EugenHotaj / pytorch-generative

Easy generative modeling in PyTorch

MIT License

428 stars 68 forks source link

PixelSnail model fails on GPU #15

Closed eyalbetzalel closed 4 years ago

eyalbetzalel commented 4 years ago

Hi!

In trainer.py the defult settings are for device=torch.device('cpu')).

when I change it to 'cuda' I get this error :

RuntimeError: All input tensors must be on the same device. Received cpu and cuda:0

Do you know what should I do in order to fix this?

Thanks!

EugenHotaj commented 4 years ago

Hey @eyalbetzalel, thanks for the bug report!

Are you only hitting this in the PixelSnail model? It seems the positional encodings were never being transferred to GPU in the model. I've fixed that 9497c7116811c7d0a782a4593a177add1c43c119.

Please let me know if you still see the issue.

eyalbetzalel commented 4 years ago

Hey @eyalbetzalel, thanks for the bug report!

Are you only hitting this in the PixelSnail model? It seems the positional encodings were never being transferred to GPU in the model. I've fixed that 9497c71.

Please let me know if you still see the issue.

I think that the problem still happens because of trainer.py init function (line 26) :

def __init__(self, model, loss_fn, optimizer, train_loader, eval_loader, lr_scheduler=None, log_dir='/tmp/runs', save_checkpoint_epochs=1, device=torch.device('cpu')):

The init function of the trainer.py always transfer the model to the cpu - and there isn't a way to config it by the args to cuda.

After changing it to cuda - it seems to run the model on the gpu.

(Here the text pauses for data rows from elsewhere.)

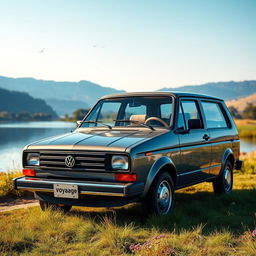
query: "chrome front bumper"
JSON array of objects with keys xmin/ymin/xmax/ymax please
[{"xmin": 13, "ymin": 177, "xmax": 144, "ymax": 197}]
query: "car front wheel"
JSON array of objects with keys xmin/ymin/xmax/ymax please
[{"xmin": 142, "ymin": 172, "xmax": 174, "ymax": 215}]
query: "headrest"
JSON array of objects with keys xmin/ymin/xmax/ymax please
[{"xmin": 130, "ymin": 115, "xmax": 146, "ymax": 125}]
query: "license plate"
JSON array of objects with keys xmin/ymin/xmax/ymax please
[{"xmin": 53, "ymin": 184, "xmax": 78, "ymax": 199}]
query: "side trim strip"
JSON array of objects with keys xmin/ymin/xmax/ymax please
[{"xmin": 177, "ymin": 164, "xmax": 221, "ymax": 176}]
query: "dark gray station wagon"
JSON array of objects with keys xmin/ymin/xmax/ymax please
[{"xmin": 14, "ymin": 92, "xmax": 242, "ymax": 215}]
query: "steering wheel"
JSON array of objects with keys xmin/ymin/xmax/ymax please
[{"xmin": 144, "ymin": 116, "xmax": 169, "ymax": 127}]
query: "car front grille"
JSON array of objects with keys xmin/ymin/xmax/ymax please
[{"xmin": 40, "ymin": 151, "xmax": 106, "ymax": 171}]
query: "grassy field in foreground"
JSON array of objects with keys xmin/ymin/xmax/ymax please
[
  {"xmin": 0, "ymin": 173, "xmax": 256, "ymax": 256},
  {"xmin": 235, "ymin": 119, "xmax": 256, "ymax": 139}
]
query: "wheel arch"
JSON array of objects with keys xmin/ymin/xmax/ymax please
[
  {"xmin": 142, "ymin": 156, "xmax": 177, "ymax": 197},
  {"xmin": 221, "ymin": 148, "xmax": 235, "ymax": 172}
]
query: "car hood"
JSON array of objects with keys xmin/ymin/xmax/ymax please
[{"xmin": 25, "ymin": 128, "xmax": 168, "ymax": 151}]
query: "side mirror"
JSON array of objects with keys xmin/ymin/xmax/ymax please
[
  {"xmin": 76, "ymin": 120, "xmax": 82, "ymax": 127},
  {"xmin": 188, "ymin": 119, "xmax": 202, "ymax": 130}
]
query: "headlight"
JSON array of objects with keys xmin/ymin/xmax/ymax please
[
  {"xmin": 111, "ymin": 155, "xmax": 129, "ymax": 170},
  {"xmin": 27, "ymin": 153, "xmax": 39, "ymax": 165}
]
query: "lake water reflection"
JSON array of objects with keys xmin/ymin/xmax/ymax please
[
  {"xmin": 0, "ymin": 121, "xmax": 256, "ymax": 171},
  {"xmin": 0, "ymin": 121, "xmax": 75, "ymax": 171}
]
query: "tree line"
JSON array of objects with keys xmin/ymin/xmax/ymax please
[{"xmin": 229, "ymin": 103, "xmax": 256, "ymax": 120}]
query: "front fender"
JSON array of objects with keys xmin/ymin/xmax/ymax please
[{"xmin": 142, "ymin": 156, "xmax": 176, "ymax": 197}]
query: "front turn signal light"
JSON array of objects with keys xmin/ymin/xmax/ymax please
[
  {"xmin": 115, "ymin": 174, "xmax": 137, "ymax": 181},
  {"xmin": 22, "ymin": 169, "xmax": 36, "ymax": 177}
]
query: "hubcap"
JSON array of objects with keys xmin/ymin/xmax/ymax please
[
  {"xmin": 224, "ymin": 167, "xmax": 232, "ymax": 191},
  {"xmin": 157, "ymin": 180, "xmax": 172, "ymax": 214}
]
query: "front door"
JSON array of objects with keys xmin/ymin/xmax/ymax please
[{"xmin": 177, "ymin": 99, "xmax": 211, "ymax": 187}]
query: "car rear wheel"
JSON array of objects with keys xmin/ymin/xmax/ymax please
[
  {"xmin": 212, "ymin": 160, "xmax": 233, "ymax": 194},
  {"xmin": 39, "ymin": 200, "xmax": 72, "ymax": 213},
  {"xmin": 142, "ymin": 172, "xmax": 174, "ymax": 215}
]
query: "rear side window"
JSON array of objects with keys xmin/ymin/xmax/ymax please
[
  {"xmin": 202, "ymin": 101, "xmax": 227, "ymax": 128},
  {"xmin": 178, "ymin": 100, "xmax": 202, "ymax": 128}
]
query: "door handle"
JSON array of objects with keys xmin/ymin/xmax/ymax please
[{"xmin": 203, "ymin": 134, "xmax": 210, "ymax": 141}]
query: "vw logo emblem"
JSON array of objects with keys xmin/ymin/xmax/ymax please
[{"xmin": 65, "ymin": 156, "xmax": 76, "ymax": 168}]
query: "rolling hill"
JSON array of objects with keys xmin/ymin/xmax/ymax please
[
  {"xmin": 159, "ymin": 80, "xmax": 256, "ymax": 100},
  {"xmin": 0, "ymin": 76, "xmax": 122, "ymax": 115},
  {"xmin": 226, "ymin": 93, "xmax": 256, "ymax": 112},
  {"xmin": 0, "ymin": 88, "xmax": 57, "ymax": 118}
]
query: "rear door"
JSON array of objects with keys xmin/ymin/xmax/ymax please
[
  {"xmin": 177, "ymin": 98, "xmax": 211, "ymax": 187},
  {"xmin": 201, "ymin": 100, "xmax": 233, "ymax": 176}
]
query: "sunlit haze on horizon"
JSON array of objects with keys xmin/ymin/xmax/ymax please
[{"xmin": 0, "ymin": 0, "xmax": 256, "ymax": 91}]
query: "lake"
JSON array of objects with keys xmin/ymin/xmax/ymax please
[{"xmin": 0, "ymin": 121, "xmax": 256, "ymax": 172}]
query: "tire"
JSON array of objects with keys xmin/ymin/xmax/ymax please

EugenHotaj commented 4 years ago

The init function of the trainer.py always transfer the model to the cpu

Yea we default the device argument to cpu. If no device argument is passed to Trainer, then by default, the model will run on CPU.

there isn't a way to config it by the args to cuda.

Does explicitly passing the device as an argument to your trainer not work? E.g:

device = torch.device('cuda')
model_trainer = trainer(..., device=device)
model_trainer.interleaved_train_and_eval(n_epochs)

Alternatively, you could use the colab_utils.get_device() function to automatically handle cpu vs cuda for you, e.g.:

model_trainer = trainer(..., device=colab_utils.get_device())
model_trainer.interleaved_train_and_eval(n_epochs)

EugenHotaj commented 4 years ago

@eyalbetzalel going to close this out as it seems the issue is resolved. Please reopen if this is not the case.